Let $P^t$ denote the matrix $P$ raised to the $t$th power. Then $(P^t)_{i,j}$ (the $i,j$-th entry of that matrix) represents the probability that if you start in state $i$, you'll end in state $j$ after $t$ steps. If $t$ is sufficiently large, this is a good approximation to the limiting value as $t \to \infty$.
So, one possible technique is to choose a sufficiently large value of $t$, compute $P^t$, and then evaluate $(P^t)_{i,j}$. Notice that you can compute $P^t$ using $O(\lg t)$ matrix multiplications using the square-and-multiply algorithm, so it is possible to choose a very large value of $t$. Unfortunately, if $P$ is a $n\times n$ matrix, this will be slow: it will take $O(n^3 \log t)$ time, which is significant if $n$ is very large.
Another option is to use the power iteration method as used in the PageRank algorithm. Basically, you set the vector $x^0$ to be a vector that $1$ in its $i$th element and all zeros elsewhere. Then, you iteratively compute
$$x^{k+1} = P \cdot x^k.$$
After $t$ steps, you have computed $x^t$; now you read off the $j$th element in that, i.e., $(x^t)_j$, and that is the probability after $t$ steps. If $P$ is dense, each iteration takes $O(n^2)$ time, for a total of $O(n^2 t)$ time.

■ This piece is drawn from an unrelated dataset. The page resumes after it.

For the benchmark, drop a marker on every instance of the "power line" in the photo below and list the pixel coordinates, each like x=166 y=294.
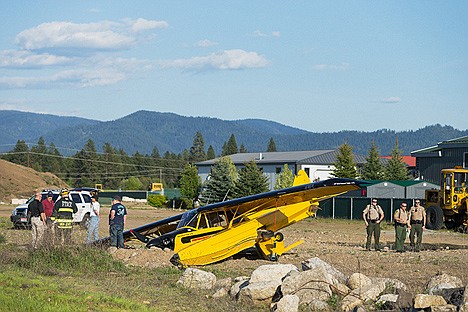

That might be better than the previous method, but still not too encouraging if $n$ is very large. However, in many real applications, $P$ is sparse, and thus each iteration can be computed in $O(n)$ time; in this case, the method takes $O(nt)$ time, which can be quite efficient.
How large does $t$ need to be? In practice, often $t$ doesn't need to be very large. You can analyze how large $t$ needs to be, as a function of the gap between the first largest and second largest eigenvalue of $P$. In particular, if $\lambda_1$ denotes its first largest eigenvalue and $\lambda_2$ its second largest eigenvalue, for a Markov process we have $\lambda_1 = 1$ and $\lambda_2 \le 1$. Now effectively we need $t$ to be large enough that $\lambda_2^t$ is much smaller than $1$ (negligible compared to $1$). If $\lambda_2$ is not too close to $1$, then $t$ won't need to be very large. In particular, $t = O(\log(1/(1-\lambda_2)))$ iterations suffices.
As a result, the power iteration method can often be very effective and very efficient.